Leveraging AI to combat cyber fraud

Instead of being a subset of financial crime, banking fraud now coexists with ransomware, phishing, and other types of cybercrime. Fraudsters are functioning methodically, getting more skilled at spotting loopholes in the automated systems that financial institutions are putting in place, and getting better at learning through repetition.

For example, banks and mortgage lenders have started to link more of their fraud charges to the fact that their clients are doing more transactions using mobile banking apps. According to a LexisNexis survey, more than half of the respondents who worked for US banks and credit lenders say that mobile channel fraud has increased by 10% or more this year.

Today’s fraudsters collaborate with criminal gangs that provide crime as a service. As a result, frauds and forgeries become increasingly sophisticated, making them impossible for humans to detect without artificial intelligence (AI) to support their decision-making.

Decentralized currencies are at the center of attacks

Meanwhile, cryptocurrency has become a primary target of cyberattacks. Huge sums of money are frequently present on cryptocurrency exchanges and wallets, making them a powerful attraction for attackers trying to make money from their attacks.

These are sometimes straightforward social engineering attacks, and other times they are far more sophisticated technically. We expect to see more cyberattacks on decentralized currencies given the amount of money that can be stolen in a single successful attack (possibly reaching millions of dollars). For example, in December 2021 criminals stole nearly $200 million from the crypto trading platform Bitmart.

However, we should anticipate law enforcement and governments to become more actively involved in both the investigation of cryptocurrency assaults and the use of cryptocurrency vulnerabilities. For example, government agencies like the Securities Exchange Commission (SEC) and Commodity Futures Trading Commission (CFTC) may try to regulate cryptocurrencies more strictly as they regulate traditional currencies.

Attacks bypassing MFA

Although multi-factor authentication is a prerequisite for enabling strong customer authentication, the latest attacks against Cisco and Uber have profoundly demonstrated that fraudsters can bypass MFA. Using sophisticated tactics and tools like auto-diallers, criminals have managed to intercept one-time passwords (OTP) and compromise banking accounts. Automating the process and creating what is known as MFA fatigue they force customers to give up OTPs to malicious bots.

OTP interception is now trivial compared to what it has been historically, and that innovation fundamentally shifts the economics in the favor of the attackers.
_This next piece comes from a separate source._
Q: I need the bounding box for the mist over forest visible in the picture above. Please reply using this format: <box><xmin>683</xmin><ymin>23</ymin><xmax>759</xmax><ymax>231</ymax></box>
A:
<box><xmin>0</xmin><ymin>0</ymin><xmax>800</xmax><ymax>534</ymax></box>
The LexisNexis report highlighted this concern saying that balancing fraud detection with customer friction is a top challenge for banks. Banks need to embrace phishing-resistant MFA methods that eliminate the risk of being defrauded while offering a superb customer experience for all possible use cases and authentication journeys.

A bigger attack surface and higher attack sophistication levels are a result of the rising use of complicated technologies and interaction with third-party systems. Today, maintaining a strong cybersecurity posture entails more than merely defending sensitive systems and data from damaging external attacks. Additionally, it entails better data privacy, identity protection, and vulnerability management. Banks and financial institutions can outsource part of the burden of staying compliant with regulations and securing customer financial data by partnering with a trusted managed services provider. These companies aggregate experience and expertise to help banking institutions stay one step ahead of their adversaries.